Je voudrais tout d'abord répondre à la question posée à propos de la spécificité des sénateurs par rapport aux députés. C'est une spécificité qui a son origine dans les sources mêmes : la Constitution établit elle-même, à l'article 24, que le Sénat assure la représentation des collectivités territoriales. Mais par ailleurs et simultanément, le Sénat est une assemblée parlementaire au même titre que l'Assemblée nationale, sous la seule réserve qu'il ne peut pas renverser le Gouvernement, en contrepartie de quoi il ne peut être dissous. Mais les deux chambres ont la même nature : celle de représenter le peuple français, l'une étant issue du suffrage universel direct, l'autre du suffrage universel indirect. Soulever le fantôme d'une capitis diminutio du Sénat résultant d'une différenciation du régime électoral des sénateurs par rapport à celui des députés, conduisant à ce que le Sénat ne représente plus que les collectivités territoriales n'a pas de sens : il est déjà écrit dans la Constitution que le Sénat représente les collectivités territoriales. C'est, au contraire, tirer les conséquences de la source constitutionnelle que d'établir une différenciation entre les parlementaires de chacune de ces chambres et on ne peut, par conséquence, imposer aux sénateurs un régime électoral équivalent à celui des députés. Ce n'est d'ailleurs actuellement pas le cas !

Prenons l'exemple suivant : si l'interdiction du cumul des mandats existait déjà, Jean-Marc Ayrault serait devenu sénateur. Je veux aussi rappeler qu'en 1959, Edgar Faure, Gaston Deferre et François Mitterrand, battus aux élections législatives, sont devenus sénateurs. Le Sénat n'a pas eu à s'en plaindre. Ce sera quelque chose d'impossible désormais si le Parlement adopte ce projet de loi.
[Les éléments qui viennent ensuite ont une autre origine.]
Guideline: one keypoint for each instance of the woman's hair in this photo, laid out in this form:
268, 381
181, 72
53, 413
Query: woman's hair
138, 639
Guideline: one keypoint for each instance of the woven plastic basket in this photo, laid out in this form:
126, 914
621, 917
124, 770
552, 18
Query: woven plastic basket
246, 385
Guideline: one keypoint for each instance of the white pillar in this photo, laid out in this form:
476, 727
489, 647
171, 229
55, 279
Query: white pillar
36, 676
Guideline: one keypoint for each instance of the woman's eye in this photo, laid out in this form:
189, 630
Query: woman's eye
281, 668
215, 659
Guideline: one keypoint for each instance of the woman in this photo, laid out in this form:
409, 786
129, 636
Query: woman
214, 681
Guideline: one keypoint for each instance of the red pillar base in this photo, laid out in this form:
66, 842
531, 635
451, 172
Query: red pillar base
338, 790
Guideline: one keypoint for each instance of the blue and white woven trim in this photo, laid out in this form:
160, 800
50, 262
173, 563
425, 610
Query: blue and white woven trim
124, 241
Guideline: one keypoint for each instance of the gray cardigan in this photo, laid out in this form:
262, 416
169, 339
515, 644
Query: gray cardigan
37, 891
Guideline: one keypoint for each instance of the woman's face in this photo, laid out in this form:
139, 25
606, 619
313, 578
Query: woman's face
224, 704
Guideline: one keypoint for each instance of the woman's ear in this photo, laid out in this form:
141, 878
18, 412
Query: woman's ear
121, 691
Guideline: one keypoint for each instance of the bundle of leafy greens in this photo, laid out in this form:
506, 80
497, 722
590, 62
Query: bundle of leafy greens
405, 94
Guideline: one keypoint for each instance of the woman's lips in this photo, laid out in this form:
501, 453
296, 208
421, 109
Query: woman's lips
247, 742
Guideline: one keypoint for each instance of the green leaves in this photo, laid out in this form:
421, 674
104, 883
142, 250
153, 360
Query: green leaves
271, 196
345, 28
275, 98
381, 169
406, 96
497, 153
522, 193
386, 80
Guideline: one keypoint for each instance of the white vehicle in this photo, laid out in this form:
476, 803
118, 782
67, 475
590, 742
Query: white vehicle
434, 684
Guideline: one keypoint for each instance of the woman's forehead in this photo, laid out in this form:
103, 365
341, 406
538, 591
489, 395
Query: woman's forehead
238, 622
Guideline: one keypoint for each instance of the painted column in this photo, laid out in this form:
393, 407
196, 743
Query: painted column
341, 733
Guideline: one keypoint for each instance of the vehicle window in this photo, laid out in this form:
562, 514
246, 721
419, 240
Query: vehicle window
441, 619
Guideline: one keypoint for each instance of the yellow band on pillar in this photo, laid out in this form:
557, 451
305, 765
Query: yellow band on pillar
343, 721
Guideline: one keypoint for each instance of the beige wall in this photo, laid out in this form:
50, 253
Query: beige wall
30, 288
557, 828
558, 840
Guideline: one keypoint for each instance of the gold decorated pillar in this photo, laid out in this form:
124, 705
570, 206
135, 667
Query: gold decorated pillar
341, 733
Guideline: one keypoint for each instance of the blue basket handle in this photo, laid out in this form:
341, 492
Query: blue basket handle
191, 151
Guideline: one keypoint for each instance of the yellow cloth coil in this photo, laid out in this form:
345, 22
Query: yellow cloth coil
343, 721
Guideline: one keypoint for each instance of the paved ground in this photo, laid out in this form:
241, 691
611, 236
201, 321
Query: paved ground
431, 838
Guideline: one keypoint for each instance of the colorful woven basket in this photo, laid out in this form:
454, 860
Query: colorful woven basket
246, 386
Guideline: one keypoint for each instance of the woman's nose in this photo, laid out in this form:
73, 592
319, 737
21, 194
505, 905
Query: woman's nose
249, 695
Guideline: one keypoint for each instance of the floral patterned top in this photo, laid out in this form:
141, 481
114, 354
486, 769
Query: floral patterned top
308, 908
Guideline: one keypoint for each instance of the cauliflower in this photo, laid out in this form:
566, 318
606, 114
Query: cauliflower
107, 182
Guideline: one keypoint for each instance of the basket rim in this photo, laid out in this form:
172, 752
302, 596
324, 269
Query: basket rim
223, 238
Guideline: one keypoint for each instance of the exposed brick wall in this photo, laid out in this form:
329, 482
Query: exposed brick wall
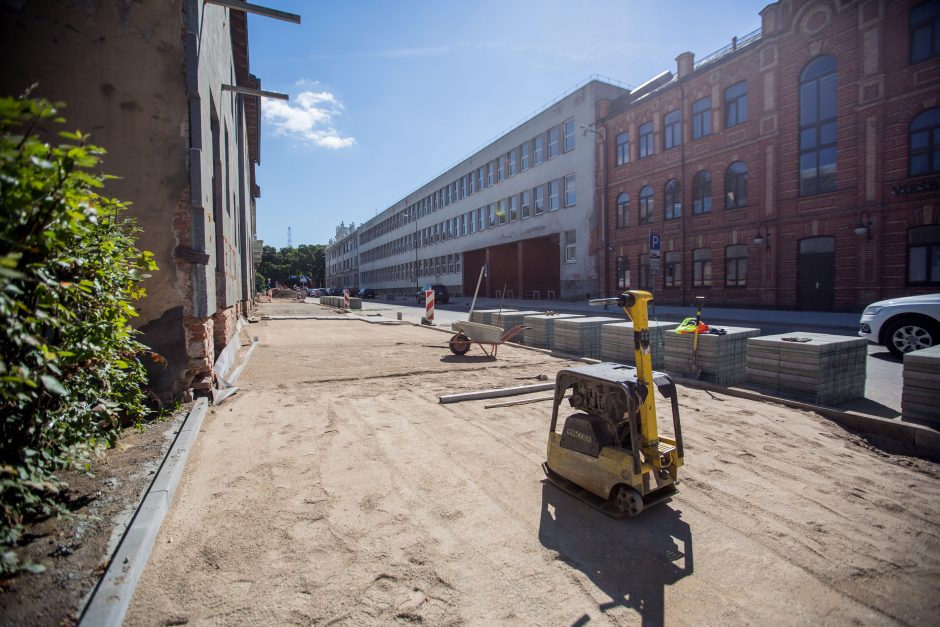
224, 328
878, 94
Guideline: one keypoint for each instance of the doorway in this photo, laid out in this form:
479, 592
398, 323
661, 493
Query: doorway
816, 273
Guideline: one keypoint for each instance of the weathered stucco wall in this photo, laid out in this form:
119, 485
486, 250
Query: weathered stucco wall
146, 80
118, 67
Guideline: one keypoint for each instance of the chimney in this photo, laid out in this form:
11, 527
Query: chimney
684, 64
Un mot sur les pouvoirs du Parlement. Guy Carcassonne avait écrit dans sa préface à l'ouvrage de M. René Dosière « L'argent caché de l'Élysée », que le Parlement ne manque pas de pouvoirs mais d'hommes pour les exercer.

Lors des débats sur la révision constitutionnelle de 2008, il avait ajouté que chaque fois que le Parlement réclamait de nouveaux pouvoirs, on les lui attribuait, mais ils profitaient en réalité à la majorité politique essentiellement, et donc au Gouvernement auquel elle est en quelque sorte asservie.

Dans cette logique, l'interdiction du cumul des mandats aggraverait une situation de manque d'indépendance des parlementaires à l'égard du Gouvernement déjà fortement dégradée.